Feb
2025
Reproducibility
I have been working with a bunch of software (Kyle Kristopher’s excellent TAASSC and TAALES) that have Graphical User Interfaces (GUIs).
GUIs are great for ease of use, but when it comes to reproducibility, they often fall short. On the other hand, Command Line Interfaces (CLIs) tend to be much better suited for workflows that need to be rerun consistently or when you would like to automate the running of several experiments consecutively. However, both types of tools could do better in ensuring that past work is easily repeatable.
The GUI Problem: Convenience vs. Control
GUI-based tools are often designed with interactivity and accessibility in mind. They allow users to adjust settings, click buttons, and visually inspect results. However, this interactivity often comes at the cost of transparency:
- Hidden State: Many GUI tools store configuration settings in memory or in obscure locations that are not easily accessible. Kyle’s tool preserves setting from run to run, which is very helpful. For other systems a user might tweak sliders and dropdown menus without having a clear record of what was actually used to generate a result.
- Reproducibility Issues: Since the process relies on manual input, it becomes difficult to repeat an exact run later unless the user painstakingly documents every step.
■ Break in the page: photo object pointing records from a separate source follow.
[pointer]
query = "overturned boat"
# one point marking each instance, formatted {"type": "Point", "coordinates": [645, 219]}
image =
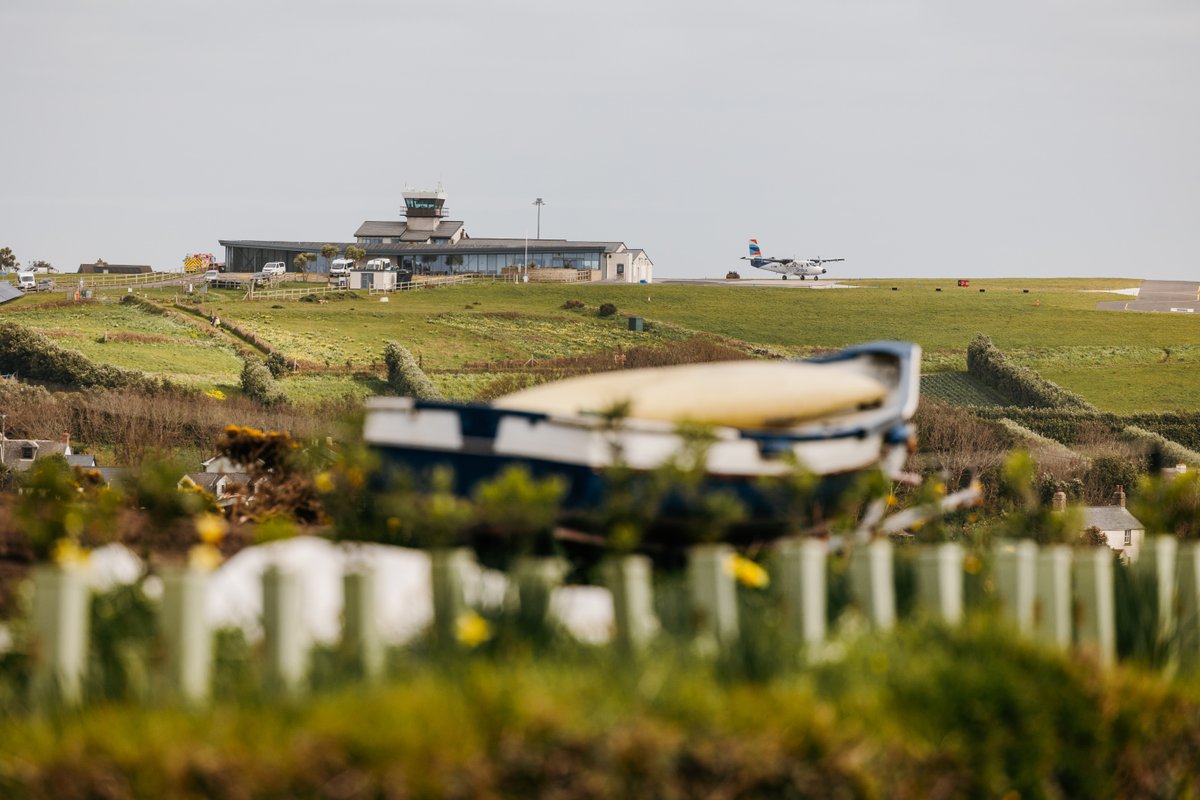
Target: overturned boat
{"type": "Point", "coordinates": [837, 415]}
- Lack of Scriptability: Unlike CLI tools, which can be run as part of automated pipelines, GUI tools often require manual interaction, making them harder to integrate into systematic workflows.
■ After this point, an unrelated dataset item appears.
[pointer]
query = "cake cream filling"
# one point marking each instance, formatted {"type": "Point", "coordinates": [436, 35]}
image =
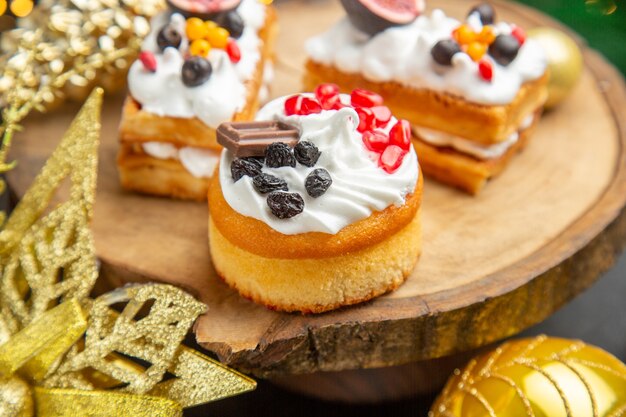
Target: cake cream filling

One Fix: Exportable Run Configurations
One way GUI tools can improve their reproducibility is by allowing users to export a small, human-readable file (e.g., YAML, TOML) containing all relevant settings from a given run. This file could then be used to:
• Reload the exact same configuration later.
• Share a complete record of a run with colleagues.
• Allow the tool to be run in a batch mode using the exported file.
This would give users the convenience of a GUI while retaining the ability to revisit and modify previous work in a structured way.
Why CLI Wins in Reproducibility
CLI tools generally have a leg up when it comes to reproducibility. They allow users to specify explicit arguments, making it easier to track what parameters were used. Moreover it is easy to record the command that was issued. However, even CLI tools can fail in ensuring complete reproducibility unless they explicitly capture metadata.
Best Practices
The best tools should either:
- Embed Metadata in Output Files: Any file produced should contain a metadata section with all the parameters used in its creation. For instance, a text-based output could start with a block listing the command-line arguments, the software version, and any relevant hashes.or
- Generate a Standalone Config File: As an alternative, tools should produce a separate run configuration file (strict YAML, TOML, or JSON) that contains all relevant information about the run, including input files, parameters, and any dependency versions. The tool should accept this file back into the tool to rerun the process.
Typically these tools pull in external data files.
- Include Hashes: If possible, the tool should generate cryptographic hashes of input files and outputs to ensure integrity and detect modifications.
By embedding metadata in outputs or producing explicit config files, CLI tools can ensure that results are fully reproducible even when running across different environments.
Conclusion: Every Tool Should Capture Its Own Provenance
Whether a tool is GUI- or CLI-based, it should take responsibility for making its runs reproducible. This means allowing users to save structured records of their work in a way that can be reliably reloaded in the future. GUI tools should provide explicit export files, and CLI tools should ensure metadata is always captured—either in output files or via standalone configuration files.
By prioritizing reproducibility, we make research, data analysis, and engineering workflows more robust, shareable, and transparent.